Sur la demande présentée par la MFA.
L’assureur de Madame Y justifie avoir indemnisé celle-ci à hauteur de la somme de 1.331 euros suite au premier sinistre.
Cet assureur, subrogé dans les droits de son assurée sur le fondement de l’article L.121-12 du code des D, est fondé à réclamer le remboursement de cette somme à la RIVP et à la société C D.
Sur l’article 700 du code de procédure civile, les dépens et l’exécution provisoire.
L’équité commande d’allouer à Madame Y la somme de 1.500 euros au titre de l’article 700 du code de procédure civile.
Les demandes formées par les autres parties sur le fondement du même texte doivent être rejetées.
Les dépens doivent être mis à la charge de la RIVP, sous la garantie de la société C D.
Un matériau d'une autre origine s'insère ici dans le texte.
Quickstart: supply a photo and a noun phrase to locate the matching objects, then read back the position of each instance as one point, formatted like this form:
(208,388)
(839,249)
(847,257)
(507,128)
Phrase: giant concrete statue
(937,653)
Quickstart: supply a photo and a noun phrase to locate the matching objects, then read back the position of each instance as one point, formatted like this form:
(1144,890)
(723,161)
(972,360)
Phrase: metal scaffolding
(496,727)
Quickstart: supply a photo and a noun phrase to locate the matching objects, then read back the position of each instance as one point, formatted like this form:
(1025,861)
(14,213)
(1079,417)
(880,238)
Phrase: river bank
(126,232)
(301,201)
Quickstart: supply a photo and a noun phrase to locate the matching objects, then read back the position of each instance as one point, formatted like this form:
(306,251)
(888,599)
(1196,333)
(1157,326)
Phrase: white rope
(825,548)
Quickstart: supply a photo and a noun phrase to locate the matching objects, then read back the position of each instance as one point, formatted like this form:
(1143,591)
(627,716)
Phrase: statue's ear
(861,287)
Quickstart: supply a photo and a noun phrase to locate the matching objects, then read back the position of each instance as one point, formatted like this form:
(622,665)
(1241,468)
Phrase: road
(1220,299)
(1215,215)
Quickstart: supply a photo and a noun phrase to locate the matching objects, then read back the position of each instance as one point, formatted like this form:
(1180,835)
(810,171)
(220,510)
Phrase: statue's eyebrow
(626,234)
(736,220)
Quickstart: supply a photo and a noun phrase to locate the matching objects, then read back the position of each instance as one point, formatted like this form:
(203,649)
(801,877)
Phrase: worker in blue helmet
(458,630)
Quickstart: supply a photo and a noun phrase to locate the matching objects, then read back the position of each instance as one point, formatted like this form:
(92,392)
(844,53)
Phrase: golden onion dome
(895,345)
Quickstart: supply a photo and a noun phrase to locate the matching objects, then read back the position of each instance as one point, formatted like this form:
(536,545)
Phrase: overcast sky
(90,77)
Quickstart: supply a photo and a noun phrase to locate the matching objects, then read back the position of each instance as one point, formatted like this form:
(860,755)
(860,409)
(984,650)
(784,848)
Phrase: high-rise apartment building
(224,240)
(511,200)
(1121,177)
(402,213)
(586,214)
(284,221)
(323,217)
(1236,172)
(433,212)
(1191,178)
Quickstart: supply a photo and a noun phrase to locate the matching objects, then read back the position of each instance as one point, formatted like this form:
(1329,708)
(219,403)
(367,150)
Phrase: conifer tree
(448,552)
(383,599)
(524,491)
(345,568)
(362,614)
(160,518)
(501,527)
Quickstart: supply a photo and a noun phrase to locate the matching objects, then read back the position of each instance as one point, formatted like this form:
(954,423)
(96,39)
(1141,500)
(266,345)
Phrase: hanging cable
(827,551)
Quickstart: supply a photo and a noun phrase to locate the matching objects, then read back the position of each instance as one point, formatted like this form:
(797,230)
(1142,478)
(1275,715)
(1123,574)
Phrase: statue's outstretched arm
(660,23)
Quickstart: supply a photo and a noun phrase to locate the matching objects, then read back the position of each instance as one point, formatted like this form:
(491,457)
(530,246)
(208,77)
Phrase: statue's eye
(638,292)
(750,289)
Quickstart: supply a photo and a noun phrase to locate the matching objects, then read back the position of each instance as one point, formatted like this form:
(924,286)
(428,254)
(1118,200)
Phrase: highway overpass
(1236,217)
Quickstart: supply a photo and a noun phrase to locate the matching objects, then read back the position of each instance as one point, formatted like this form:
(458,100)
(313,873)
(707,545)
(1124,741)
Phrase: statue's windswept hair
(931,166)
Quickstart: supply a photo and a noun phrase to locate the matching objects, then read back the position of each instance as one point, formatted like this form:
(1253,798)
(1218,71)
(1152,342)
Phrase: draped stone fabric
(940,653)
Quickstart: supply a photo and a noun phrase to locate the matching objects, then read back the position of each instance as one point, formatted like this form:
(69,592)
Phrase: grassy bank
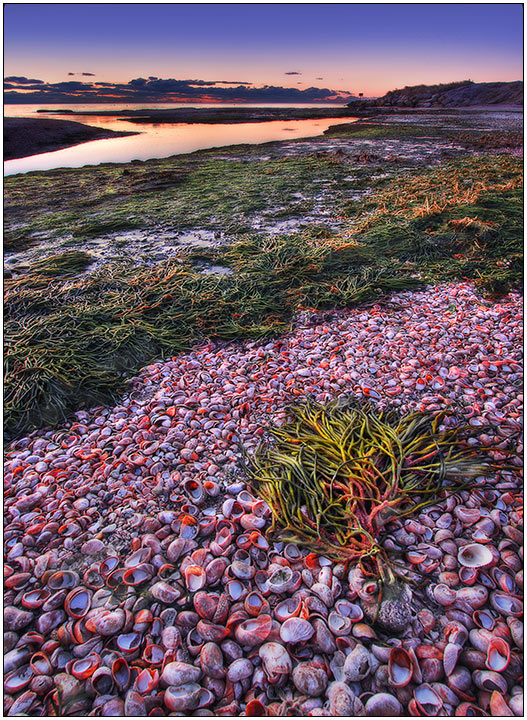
(72,338)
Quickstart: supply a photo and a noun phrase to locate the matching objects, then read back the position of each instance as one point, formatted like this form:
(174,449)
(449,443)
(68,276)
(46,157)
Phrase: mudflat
(31,136)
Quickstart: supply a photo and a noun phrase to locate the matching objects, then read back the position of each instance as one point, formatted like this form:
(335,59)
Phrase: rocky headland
(451,95)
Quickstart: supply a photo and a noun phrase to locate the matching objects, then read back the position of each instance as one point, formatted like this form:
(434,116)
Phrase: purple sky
(353,48)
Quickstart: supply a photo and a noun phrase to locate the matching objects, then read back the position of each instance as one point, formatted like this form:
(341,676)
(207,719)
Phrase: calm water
(156,140)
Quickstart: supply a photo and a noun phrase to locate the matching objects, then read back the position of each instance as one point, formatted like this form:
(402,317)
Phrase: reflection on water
(157,140)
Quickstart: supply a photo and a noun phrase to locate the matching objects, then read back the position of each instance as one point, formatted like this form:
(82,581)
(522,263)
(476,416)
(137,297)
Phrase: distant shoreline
(215,115)
(24,137)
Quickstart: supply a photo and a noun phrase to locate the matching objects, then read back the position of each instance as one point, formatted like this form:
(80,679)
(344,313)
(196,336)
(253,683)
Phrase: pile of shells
(139,579)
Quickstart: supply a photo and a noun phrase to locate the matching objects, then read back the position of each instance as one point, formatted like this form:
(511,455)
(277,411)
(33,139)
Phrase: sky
(340,49)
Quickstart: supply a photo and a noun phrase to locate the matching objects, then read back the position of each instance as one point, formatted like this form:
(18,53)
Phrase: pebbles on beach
(139,578)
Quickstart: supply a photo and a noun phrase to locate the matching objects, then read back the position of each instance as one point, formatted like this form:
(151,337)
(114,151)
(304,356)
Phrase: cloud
(21,80)
(153,89)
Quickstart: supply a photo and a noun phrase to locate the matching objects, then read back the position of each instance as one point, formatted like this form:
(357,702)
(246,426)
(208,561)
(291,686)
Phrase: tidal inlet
(263,360)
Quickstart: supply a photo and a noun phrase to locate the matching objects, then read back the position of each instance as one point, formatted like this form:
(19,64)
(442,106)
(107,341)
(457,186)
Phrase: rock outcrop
(458,94)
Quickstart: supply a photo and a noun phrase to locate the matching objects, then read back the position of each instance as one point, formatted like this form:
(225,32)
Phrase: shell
(310,679)
(358,664)
(295,630)
(474,555)
(275,658)
(400,667)
(254,631)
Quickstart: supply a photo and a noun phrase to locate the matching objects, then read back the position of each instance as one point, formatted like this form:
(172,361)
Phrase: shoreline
(347,257)
(24,137)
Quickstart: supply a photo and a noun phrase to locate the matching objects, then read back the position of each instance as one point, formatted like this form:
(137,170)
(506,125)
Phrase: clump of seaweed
(73,340)
(337,474)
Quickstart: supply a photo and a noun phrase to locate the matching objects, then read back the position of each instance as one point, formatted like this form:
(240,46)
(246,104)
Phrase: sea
(156,140)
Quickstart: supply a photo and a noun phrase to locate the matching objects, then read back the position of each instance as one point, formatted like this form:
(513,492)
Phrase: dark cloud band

L’exécution provisoire apparaît compatible avec la nature de l’affaire et nécessaire compte tenu du caractère indemnitaire de la créance.
PAR CES MOTIFS:
Le Tribunal statuant par mise à disposition au greffe, par jugement contradictoire et en premier ressort,
Donne acte à la RIVP de son intervention volontaire aux lieu et place de la SAGI ;
Met la SAGI hors de cause ;
Déclare la RIVP responsable des sinistres subis par Madame B Y en 2002 et 2003 ;
Dit que ces sinistres sont couverts par le contrat d’assurance souscrit par la RIVP auprès de la société C D E ;
Condamne in solidum la RIVP et la société C D E à payer à Madame B Y les sommes de :
— 6.203,40 euros au titre des frais de remise en état de son appartement,
— 1.400 euros au titre des frais d’hôtel,
— 760 euros au titre de la perte d’exploitation,
— 1.500 euros au titre du préjudice moral,
— 1.500 euros au titre de l’article 700 du code de procédure civile ;
Déboute Madame Y de ses autres demandes ;
Condamne in solidum la RIVP et la société C D E à payer à la Mutuelle Fraternelle d’D la somme de 1.331 euros au titre de la subrogation légale, avec intérêts au taux légal à compter du prononcé du présent jugement ;
Condamne la société C D E à garantir la RIVP des condamnations prononcées à son encontre ;
Rejette toutes autres demandes ;
Condamne la RIVP, sous la garantie de la société C D E, aux dépens, qui comprendront les frais d’expertise et qui pourront être recouvrés conformément aux dispositions de l’article 699 du code de procédure civile ;
Ordonne l’exécution provisoire du présent jugement.